Não é casual que termine o
silêncio editorial depois do êxito da primeira parte do Quixote com a publicação oito anos depois das Novelas exemplares. Cervantes a define como “mesa de bilhar”, e como
tal temos de lê-la: não é só a reunião de algumas obras já escritas em finais
do século XVI, no mesmo momento em que da renda solta sua pena com o Quixote, é seu “projeto narrativo”, o
espaço em que experimenta com gêneros, tópicos, formas de narrar e personagens
próprias da época. Este projeto verá completo com uma reivindicação como poeta,
tanto narrativo (Viagem do Parnaso),
como dramático (Comédias). A aparição
em 1614 da segunda parte do Quixote de
Alonso Fernández de Avellaneda, o obrigou a deixar de lado seu projeto
literário e dar um fim aos capítulos que já havia escrito para o seu Quixote – estes que seguramente começou
a redigir em 1605. E os últimos tempos, as últimas forças dedicará ao seu Persiles.
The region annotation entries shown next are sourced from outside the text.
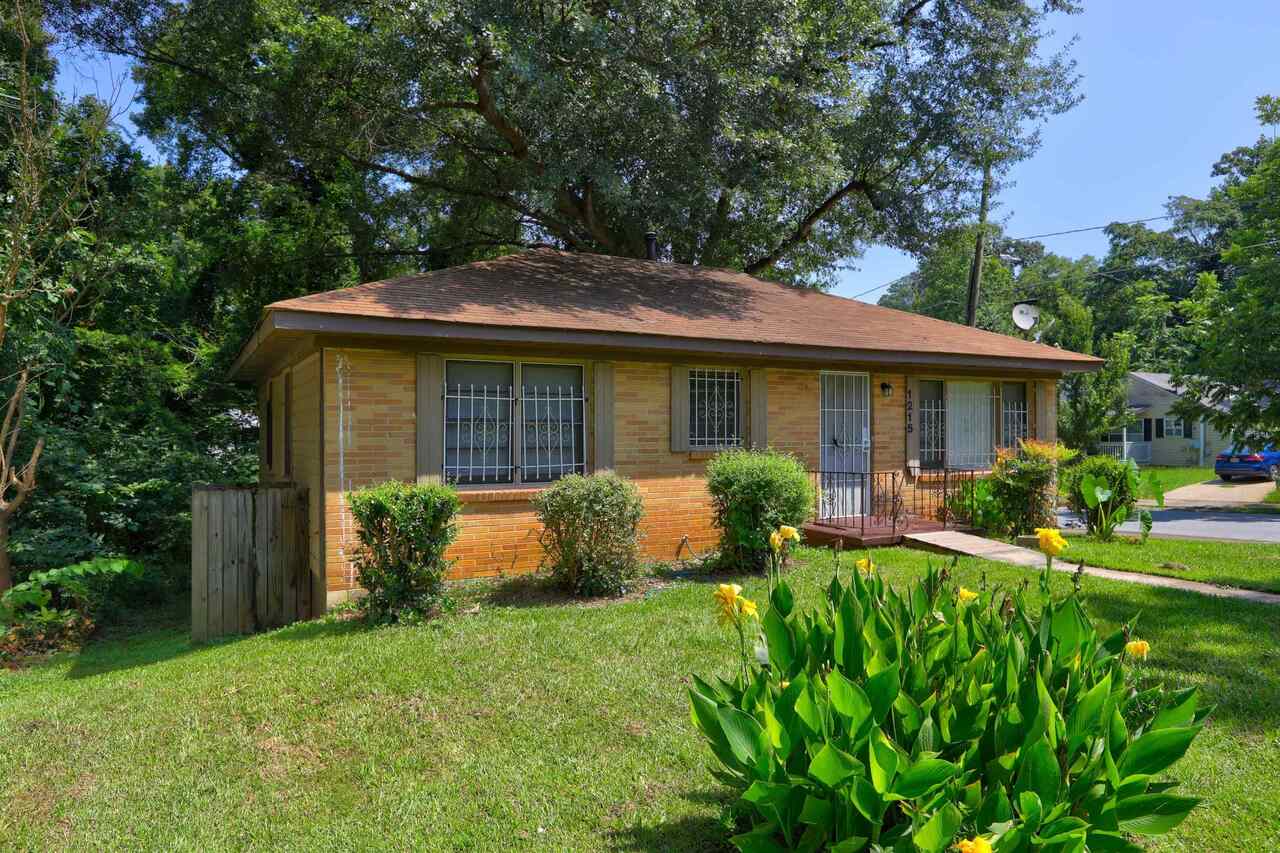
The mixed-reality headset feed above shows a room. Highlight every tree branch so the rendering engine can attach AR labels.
[744,178,884,275]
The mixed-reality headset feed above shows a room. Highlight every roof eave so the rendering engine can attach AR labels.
[257,309,1102,378]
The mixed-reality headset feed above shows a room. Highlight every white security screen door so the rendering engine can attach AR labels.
[818,373,872,519]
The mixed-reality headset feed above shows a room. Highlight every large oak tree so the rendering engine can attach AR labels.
[51,0,1076,283]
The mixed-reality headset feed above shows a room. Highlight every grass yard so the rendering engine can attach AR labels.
[1138,465,1217,498]
[1061,535,1280,592]
[0,549,1280,850]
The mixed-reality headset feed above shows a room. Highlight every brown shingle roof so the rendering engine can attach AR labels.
[257,248,1101,370]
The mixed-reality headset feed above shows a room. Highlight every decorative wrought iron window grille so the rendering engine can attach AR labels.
[443,361,586,485]
[689,368,742,450]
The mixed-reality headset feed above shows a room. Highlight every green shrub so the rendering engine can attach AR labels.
[690,567,1208,853]
[534,474,644,596]
[707,450,813,571]
[947,478,1009,535]
[989,441,1075,535]
[1062,456,1140,535]
[347,480,461,621]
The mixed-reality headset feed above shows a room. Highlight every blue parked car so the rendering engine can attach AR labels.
[1213,444,1280,480]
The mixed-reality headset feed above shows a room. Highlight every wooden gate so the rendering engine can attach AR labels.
[191,484,312,642]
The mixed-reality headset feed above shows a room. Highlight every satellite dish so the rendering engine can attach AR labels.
[1014,302,1039,332]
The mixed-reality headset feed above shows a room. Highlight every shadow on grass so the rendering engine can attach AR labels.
[1085,584,1280,734]
[608,816,733,853]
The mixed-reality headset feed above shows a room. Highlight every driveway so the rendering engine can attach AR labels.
[1059,507,1280,544]
[1165,480,1276,506]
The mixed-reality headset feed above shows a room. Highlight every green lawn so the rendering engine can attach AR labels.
[1138,465,1217,498]
[0,549,1280,850]
[1061,535,1280,592]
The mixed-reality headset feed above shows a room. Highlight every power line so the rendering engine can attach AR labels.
[1005,214,1174,241]
[849,234,1280,300]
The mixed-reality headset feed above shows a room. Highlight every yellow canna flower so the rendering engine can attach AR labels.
[955,835,991,853]
[1036,528,1066,557]
[712,584,742,625]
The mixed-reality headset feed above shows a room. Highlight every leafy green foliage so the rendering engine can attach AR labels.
[534,473,644,596]
[690,567,1208,853]
[50,0,1076,283]
[1062,456,1142,539]
[707,450,814,571]
[347,480,462,621]
[988,441,1075,535]
[0,557,142,624]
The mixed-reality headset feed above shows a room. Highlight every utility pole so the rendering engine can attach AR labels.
[965,154,991,325]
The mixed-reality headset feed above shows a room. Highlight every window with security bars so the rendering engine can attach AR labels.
[520,364,586,483]
[1000,382,1029,447]
[916,379,947,467]
[689,368,742,450]
[444,361,586,485]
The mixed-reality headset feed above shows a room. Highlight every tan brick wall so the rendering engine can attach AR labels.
[768,370,819,470]
[870,373,906,471]
[291,352,325,608]
[324,350,417,592]
[613,362,727,560]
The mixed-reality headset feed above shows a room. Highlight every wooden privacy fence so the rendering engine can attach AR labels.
[191,484,312,642]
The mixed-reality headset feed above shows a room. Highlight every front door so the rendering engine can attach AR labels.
[818,373,872,519]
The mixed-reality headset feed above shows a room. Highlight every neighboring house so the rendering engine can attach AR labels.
[233,250,1101,602]
[1101,370,1231,466]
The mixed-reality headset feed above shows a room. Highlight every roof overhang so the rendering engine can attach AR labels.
[230,309,1102,380]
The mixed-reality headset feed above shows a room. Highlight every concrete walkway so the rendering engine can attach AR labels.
[1165,480,1276,506]
[904,530,1280,605]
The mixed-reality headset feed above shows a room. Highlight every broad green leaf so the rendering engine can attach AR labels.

“Um projeto literário único, deslumbrante e... falido”.
Não será
sobre o modelo da novela mais culta, ou sobre a poesia – tanto lírica,
narrativa ou dramática – de onde se levantará a fama de escritor de Cervantes. Uma
obra menor, de entretenimento, sem prestígio na época como é o Quixote será a que, com o tempo das
leituras inglesas do século XVIII, se alce como o projeto literário mais
influente da literatura ocidental, a primeira pedra para o triunfo do que
conhecemos como romance moderno. A vida de papel de Miguel de Cervantes segue o
que lhe faz único numa época fascinante como é a do Século de Ouro.